No, clearly, distinctly, positively rings out God's command: "Search the Scriptures." He bids us do it. He points to each and every one of us, as if to say, "Thou do it." Does it not lie in the very nature of the Book? For whom did He cause it to be written? For the clergy, that the ministers might have some texts to preach on? No more so than He gave the Ten Commandments only to the clergy. They are the universal possession, they are for all the laity as well as the clergy. And to whom, as you examine the Inspired Volume, are most of its contents directed? There are the fourteen letters, or epistles, of St. Paul. A few of them, like those to Timothy and Titus, are addressed to a clergyman, but the greater majority are addressed to the congregations at Rome, at Ephesus, at Philippi, at Thessalonica, and so forth, to the members accordingly. Moreover, the direction in many places is, that the hearers should examine what the preachers say, lest they preach something contrary to the Scriptures. How could the hearers do this if they were prohibited from reading the Bible? Away, then, with this opinion that is gaining ground, that the Bible is a professional clergyman's text-book, and let the personal application strike home in your own case, Thou shalt search the Scriptures.
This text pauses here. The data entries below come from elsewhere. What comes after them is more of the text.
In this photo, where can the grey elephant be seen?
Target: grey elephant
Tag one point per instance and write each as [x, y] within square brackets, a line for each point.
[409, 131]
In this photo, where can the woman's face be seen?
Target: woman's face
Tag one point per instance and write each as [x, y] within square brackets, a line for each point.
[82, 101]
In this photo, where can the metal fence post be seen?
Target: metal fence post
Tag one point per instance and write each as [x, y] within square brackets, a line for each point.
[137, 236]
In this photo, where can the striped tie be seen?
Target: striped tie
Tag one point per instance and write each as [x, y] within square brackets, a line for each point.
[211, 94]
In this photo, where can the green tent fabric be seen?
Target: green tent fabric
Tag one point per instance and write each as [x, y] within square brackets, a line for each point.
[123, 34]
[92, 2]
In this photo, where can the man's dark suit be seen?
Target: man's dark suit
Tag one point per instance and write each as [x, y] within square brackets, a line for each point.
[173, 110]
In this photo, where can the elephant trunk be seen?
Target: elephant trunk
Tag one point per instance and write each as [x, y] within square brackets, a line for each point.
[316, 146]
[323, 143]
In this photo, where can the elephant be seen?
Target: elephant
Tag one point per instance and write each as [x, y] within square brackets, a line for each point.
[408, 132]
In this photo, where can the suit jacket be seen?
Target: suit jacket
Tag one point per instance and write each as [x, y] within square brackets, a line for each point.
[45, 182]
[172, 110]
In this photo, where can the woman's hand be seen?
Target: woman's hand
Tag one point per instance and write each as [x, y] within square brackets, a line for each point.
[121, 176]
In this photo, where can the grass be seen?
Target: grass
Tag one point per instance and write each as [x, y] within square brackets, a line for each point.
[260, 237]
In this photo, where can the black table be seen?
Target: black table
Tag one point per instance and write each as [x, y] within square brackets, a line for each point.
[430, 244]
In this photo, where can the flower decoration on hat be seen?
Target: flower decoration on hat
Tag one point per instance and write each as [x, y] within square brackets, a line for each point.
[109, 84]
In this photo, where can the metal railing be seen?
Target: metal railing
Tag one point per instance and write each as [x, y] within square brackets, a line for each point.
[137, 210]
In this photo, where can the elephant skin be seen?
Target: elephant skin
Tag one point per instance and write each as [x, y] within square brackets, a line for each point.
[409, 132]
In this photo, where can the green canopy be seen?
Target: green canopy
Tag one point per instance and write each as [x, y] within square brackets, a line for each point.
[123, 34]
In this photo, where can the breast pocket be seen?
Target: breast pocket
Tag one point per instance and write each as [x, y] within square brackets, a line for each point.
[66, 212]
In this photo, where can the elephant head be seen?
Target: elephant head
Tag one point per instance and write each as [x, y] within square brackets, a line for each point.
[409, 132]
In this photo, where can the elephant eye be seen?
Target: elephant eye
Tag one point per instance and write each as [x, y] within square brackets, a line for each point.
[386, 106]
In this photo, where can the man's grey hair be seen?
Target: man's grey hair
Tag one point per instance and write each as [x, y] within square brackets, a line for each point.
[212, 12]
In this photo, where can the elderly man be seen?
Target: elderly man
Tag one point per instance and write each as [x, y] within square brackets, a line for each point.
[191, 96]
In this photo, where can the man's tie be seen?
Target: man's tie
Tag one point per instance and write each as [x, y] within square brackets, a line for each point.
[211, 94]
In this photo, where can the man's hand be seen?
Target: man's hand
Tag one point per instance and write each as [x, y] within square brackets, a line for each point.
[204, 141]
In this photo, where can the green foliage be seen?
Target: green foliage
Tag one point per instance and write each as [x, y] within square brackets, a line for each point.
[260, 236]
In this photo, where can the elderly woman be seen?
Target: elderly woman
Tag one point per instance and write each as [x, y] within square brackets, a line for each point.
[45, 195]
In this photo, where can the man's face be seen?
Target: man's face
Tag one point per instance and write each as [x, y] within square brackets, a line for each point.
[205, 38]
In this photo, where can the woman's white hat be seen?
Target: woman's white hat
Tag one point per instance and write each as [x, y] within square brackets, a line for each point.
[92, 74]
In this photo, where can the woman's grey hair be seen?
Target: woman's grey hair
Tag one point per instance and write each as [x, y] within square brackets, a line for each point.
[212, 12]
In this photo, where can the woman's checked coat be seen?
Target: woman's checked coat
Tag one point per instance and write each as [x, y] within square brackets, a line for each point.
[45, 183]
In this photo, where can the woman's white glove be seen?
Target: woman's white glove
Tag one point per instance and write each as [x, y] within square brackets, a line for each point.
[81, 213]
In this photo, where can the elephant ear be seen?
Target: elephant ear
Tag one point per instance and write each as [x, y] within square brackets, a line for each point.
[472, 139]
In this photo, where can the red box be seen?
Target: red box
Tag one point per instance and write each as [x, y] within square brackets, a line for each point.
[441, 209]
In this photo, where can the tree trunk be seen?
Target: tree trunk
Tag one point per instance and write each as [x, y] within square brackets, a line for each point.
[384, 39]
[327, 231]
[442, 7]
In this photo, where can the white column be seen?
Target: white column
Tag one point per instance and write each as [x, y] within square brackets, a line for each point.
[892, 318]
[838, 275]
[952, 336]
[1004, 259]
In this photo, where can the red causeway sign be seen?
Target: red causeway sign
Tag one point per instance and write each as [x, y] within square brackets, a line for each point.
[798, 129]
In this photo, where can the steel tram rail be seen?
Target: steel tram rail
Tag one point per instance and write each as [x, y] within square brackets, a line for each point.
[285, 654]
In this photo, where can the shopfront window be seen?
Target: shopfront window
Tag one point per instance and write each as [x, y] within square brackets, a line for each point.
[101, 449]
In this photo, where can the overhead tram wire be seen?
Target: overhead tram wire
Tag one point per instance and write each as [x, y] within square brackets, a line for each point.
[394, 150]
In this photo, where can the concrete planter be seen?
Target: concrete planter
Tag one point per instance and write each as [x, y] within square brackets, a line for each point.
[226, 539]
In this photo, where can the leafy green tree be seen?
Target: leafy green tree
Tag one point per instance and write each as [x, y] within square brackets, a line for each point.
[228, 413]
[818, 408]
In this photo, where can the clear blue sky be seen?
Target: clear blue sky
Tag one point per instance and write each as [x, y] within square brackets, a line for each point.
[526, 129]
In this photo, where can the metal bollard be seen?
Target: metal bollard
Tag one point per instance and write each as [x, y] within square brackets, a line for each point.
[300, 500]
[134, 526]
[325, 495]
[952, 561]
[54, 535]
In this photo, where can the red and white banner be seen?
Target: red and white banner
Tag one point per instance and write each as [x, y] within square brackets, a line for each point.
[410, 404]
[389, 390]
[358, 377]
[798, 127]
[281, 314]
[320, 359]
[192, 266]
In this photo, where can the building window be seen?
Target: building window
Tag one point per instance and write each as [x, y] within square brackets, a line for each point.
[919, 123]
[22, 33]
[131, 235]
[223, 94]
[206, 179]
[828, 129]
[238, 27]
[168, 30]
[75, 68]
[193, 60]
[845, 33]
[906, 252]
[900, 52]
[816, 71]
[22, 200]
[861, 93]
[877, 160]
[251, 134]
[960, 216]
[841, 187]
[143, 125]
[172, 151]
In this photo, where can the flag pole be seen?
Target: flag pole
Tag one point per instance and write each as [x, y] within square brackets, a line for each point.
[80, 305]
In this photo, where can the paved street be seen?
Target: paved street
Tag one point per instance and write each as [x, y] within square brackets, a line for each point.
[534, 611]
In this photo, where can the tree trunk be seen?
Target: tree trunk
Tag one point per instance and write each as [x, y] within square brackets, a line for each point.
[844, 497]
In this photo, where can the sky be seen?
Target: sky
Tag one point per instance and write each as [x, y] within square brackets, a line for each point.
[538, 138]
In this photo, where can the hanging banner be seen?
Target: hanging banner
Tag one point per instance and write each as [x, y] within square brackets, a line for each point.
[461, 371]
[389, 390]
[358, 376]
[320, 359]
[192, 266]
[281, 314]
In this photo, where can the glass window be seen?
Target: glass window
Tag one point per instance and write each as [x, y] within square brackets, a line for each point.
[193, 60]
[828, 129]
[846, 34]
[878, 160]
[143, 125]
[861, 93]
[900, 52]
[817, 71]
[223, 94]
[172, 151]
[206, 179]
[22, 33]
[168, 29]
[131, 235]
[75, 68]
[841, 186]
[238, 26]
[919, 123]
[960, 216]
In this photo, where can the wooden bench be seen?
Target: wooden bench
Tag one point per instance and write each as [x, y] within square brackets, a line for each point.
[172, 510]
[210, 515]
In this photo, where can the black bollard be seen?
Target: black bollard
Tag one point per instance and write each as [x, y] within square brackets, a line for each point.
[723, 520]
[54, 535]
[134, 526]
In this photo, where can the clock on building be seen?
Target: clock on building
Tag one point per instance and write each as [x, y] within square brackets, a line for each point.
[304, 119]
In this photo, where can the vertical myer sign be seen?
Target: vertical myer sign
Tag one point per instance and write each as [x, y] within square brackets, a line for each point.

And one other reason does God furnish us in the text why we should read it. He says, "For in them ye think ye have eternal life; and they are they which testify of me." Those are deep, wonderful words; they tell what Bible reading benefits, brings us, viz., eternal life. That this present life is not all there is to life, that there is a life besides and after this, that all men in all ages and in all countries have conjectured; that life is dependent upon a right relation to God, this, too, an inward monitor, called conscience, however unwelcome may be its voice, tells every one with greater or less distinctness; but how man is to get into right relations with his God, to that problem one book, the Bible, and it alone, holds the key. What is that key? The text says it: "Search the Scriptures; for in them ye think we have eternal life, and they are they which testify of me." "Me," is the speaker, Jesus Christ, and doing what the text directs, we find that everywhere does it link "life" with Christ. "I," says Jesus, "am the Way, and the Truth, and the Life." "I am the Resurrection and the Life." "I am come that ye might have life." The writings of the Apostles are full of the same thought: "In Him was life." "He that hath the Son hath life." "He that believeth not the Son shall not see life." "This is life eternal to know Thee, the only true God, and Jesus Christ, whom Thou hast sent."